Efforts by community advocates to bridge the language gap include the release this month of a Nashville Bilingual Health Guide with information in English and Spanish - such as which Nashville-area clinics have bilingual staff or interpreters on-site or available over the telephone.
"We're taking proactive action," said Juan Canedo, chairman of the Nashville Latino Health Coalition behind the guide. He also is director of Progreso Community Center, a grass-roots organization.
Canedo, whose organization along with several partners surveyed 500 Hispanic adults in Nashville last year, considers access to care as big an issue as the language barrier.
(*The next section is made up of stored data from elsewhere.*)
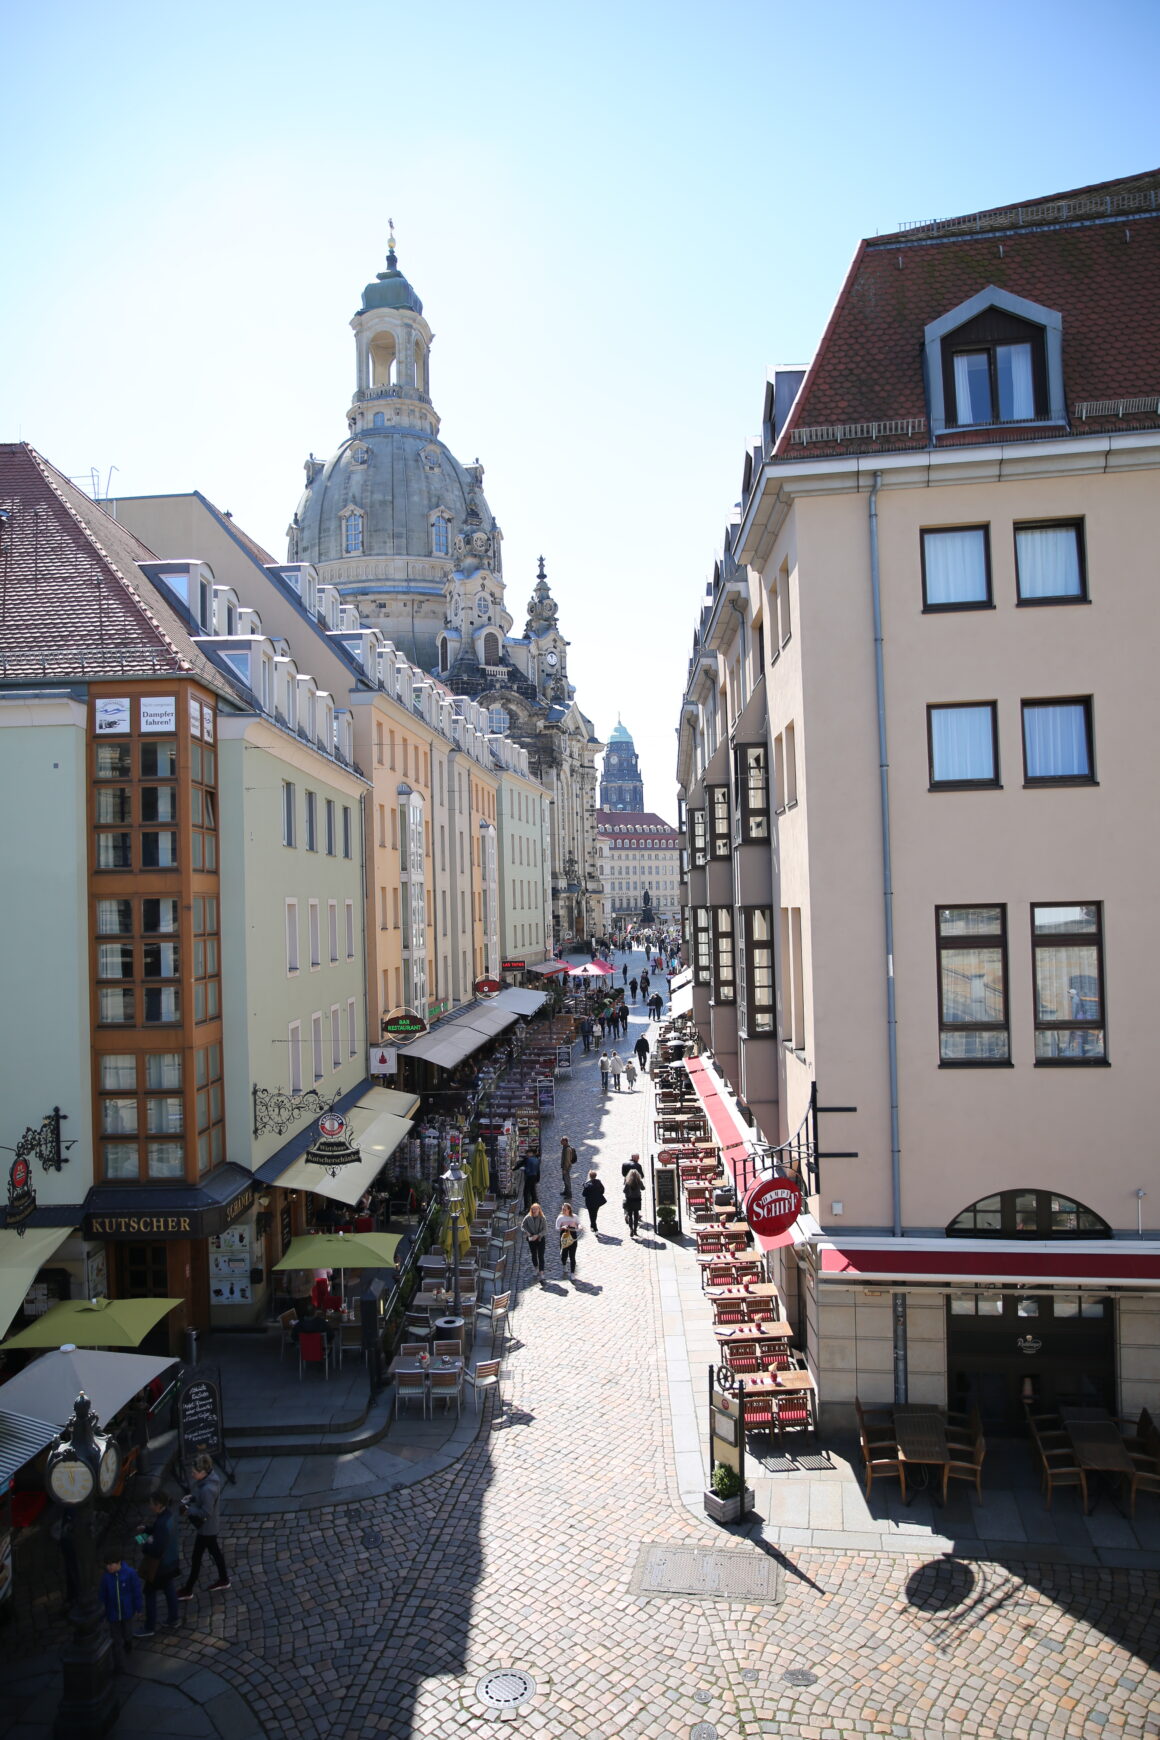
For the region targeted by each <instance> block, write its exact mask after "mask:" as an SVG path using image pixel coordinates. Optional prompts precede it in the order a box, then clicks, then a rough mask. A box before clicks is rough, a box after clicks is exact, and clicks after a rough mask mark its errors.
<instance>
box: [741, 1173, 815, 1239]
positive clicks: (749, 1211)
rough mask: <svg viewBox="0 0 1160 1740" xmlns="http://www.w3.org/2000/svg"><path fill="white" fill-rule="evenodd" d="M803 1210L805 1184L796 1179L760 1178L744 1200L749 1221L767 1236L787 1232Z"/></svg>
mask: <svg viewBox="0 0 1160 1740" xmlns="http://www.w3.org/2000/svg"><path fill="white" fill-rule="evenodd" d="M800 1213H802V1187H800V1185H798V1183H795V1180H793V1178H758V1181H757V1183H755V1185H753V1188H751V1190H750V1194H748V1195H746V1199H744V1218H746V1221H748V1223H750V1227H751V1228H753V1232H757V1234H762V1235H765V1237H767V1239H770V1237H776V1234H779V1232H788V1230H790V1227H791V1225H793V1221H795V1220H797V1218H798V1215H800Z"/></svg>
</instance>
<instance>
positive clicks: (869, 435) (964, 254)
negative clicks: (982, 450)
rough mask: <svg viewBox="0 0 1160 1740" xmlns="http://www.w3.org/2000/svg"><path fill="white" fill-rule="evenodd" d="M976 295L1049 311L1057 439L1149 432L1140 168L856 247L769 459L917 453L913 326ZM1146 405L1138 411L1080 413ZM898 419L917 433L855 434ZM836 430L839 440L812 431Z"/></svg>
mask: <svg viewBox="0 0 1160 1740" xmlns="http://www.w3.org/2000/svg"><path fill="white" fill-rule="evenodd" d="M988 285H997V287H1000V289H1005V291H1010V292H1014V294H1016V296H1024V298H1028V299H1030V301H1035V303H1040V305H1043V306H1047V308H1052V310H1057V311H1059V313H1061V315H1063V369H1064V391H1066V404H1068V412H1070V418H1071V433H1082V435H1092V433H1104V432H1108V430H1123V428H1155V426H1158V425H1160V416H1158V414H1157V411H1155V405H1157V402H1160V294H1158V292H1160V171H1150V172H1146V174H1141V176H1132V177H1127V179H1120V181H1108V183H1099V184H1096V186H1089V188H1077V190H1073V191H1070V193H1057V195H1052V197H1049V198H1047V200H1037V202H1035V204H1033V205H1012V207H1000V209H995V211H991V212H976V214H972V216H970V218H953V219H946V221H941V223H932V224H925V226H920V228H911V230H901V231H896V233H894V235H882V237H873V238H868V240H864V242H861V245H859V249H857V252H856V256H854V263H852V266H850V271H849V275H847V280H845V284H843V287H842V292H840V296H838V301H837V305H835V310H833V313H831V317H830V324H828V325H826V332H824V336H823V341H821V345H819V348H817V353H816V357H814V360H812V364H810V367H809V372H807V376H805V381H803V385H802V390H800V393H798V397H797V404H795V407H793V412H791V416H790V418H788V421H786V426H784V428H783V432H781V435H779V438H777V445H776V449H774V452H776V458H777V459H803V458H817V456H838V454H854V452H897V451H906V449H923V447H929V445H930V435H929V433H927V414H929V412H927V400H925V388H923V372H922V345H923V327H925V325H927V324H929V322H930V320H936V318H939V317H941V315H944V313H950V310H953V308H957V306H958V305H960V303H965V301H967V299H969V298H970V296H974V294H976V292H979V291H983V289H986V287H988ZM1146 397H1151V400H1153V409H1151V411H1129V412H1125V414H1120V412H1118V409H1113V411H1110V412H1103V414H1099V412H1092V405H1097V404H1101V402H1108V400H1134V398H1146ZM1080 405H1087V414H1083V416H1080V414H1077V407H1080ZM906 419H910V421H911V423H917V426H915V428H910V430H908V428H906V426H903V428H897V426H894V428H883V430H878V432H877V433H870V432H866V430H864V428H863V430H857V426H859V425H883V423H885V425H897V423H903V425H904V423H906ZM850 425H854V426H856V428H850ZM837 428H840V430H845V432H847V433H845V437H843V438H837V440H835V438H819V437H816V435H812V432H821V430H830V432H835V430H837ZM795 432H798V435H797V437H795ZM805 432H810V435H805ZM1045 435H1050V437H1057V435H1059V430H1057V428H1056V430H1050V432H1047V430H1042V428H1040V430H1037V428H1033V426H1023V428H1010V430H1002V432H1000V433H997V430H995V428H979V430H953V432H948V433H946V435H941V437H939V440H937V445H939V447H943V445H960V444H990V442H995V440H1003V442H1007V440H1016V438H1023V440H1035V438H1038V440H1042V438H1043V437H1045ZM803 437H805V438H803ZM765 456H767V458H769V451H767V454H765ZM757 458H758V459H760V454H758V456H757ZM746 475H750V468H748V470H746Z"/></svg>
Results showed that 80 percent of respondents had no health insurance. About 56 percent of those surveyed said they spoke little or no English.
Providers add services
With growth in that non-English-speaking population, local health-care providers are expanding services such as the use of interpreters.
"In 2000, a handful of clinics had bilingual or multilingual support," said Pamela C. Hull, associate director with the Center for Health Research at Tennessee State University. "Today, it's more or less expected that clinics will have at least interpretation service."
At Vanderbilt University Medical Center, the interpreter services department has grown from a single interpreter/coordinator seven years ago to 10 full-timers, including nine Spanish speakers and one who speaks Arabic.
Last year, Vanderbilt's outpatient clinics saw 56,570 patients with limited English proficiency. They included 36,000 Spanish speakers, 6,000 Arabic, 3,000 Somali, 2,000 Chinese and 2,000 Kurdish speakers, officials said.
In recent years, Saint Thomas Health Services has opened clinics with bilingual staffs in South and West Nashville that saw 24,800 patients last year. About 90 percent of the patients at the South Clinic, where all of the staff speaks Spanish, are Hispanic, although patients last year came from 32 countries.
The West Clinic saw patients from 39 countries, said Paul Lindsley, a spokesman for Saint Thomas.
For hospitals, spending money on interpreters helps ensure patient safety.
"One bad outcome that results in a lawsuit would more than outweigh what you spend on interpretation service," said Lee Ann Hannah, director of education with Centennial Medical Center.
"It's not about money and dollars; it's about doing the right thing."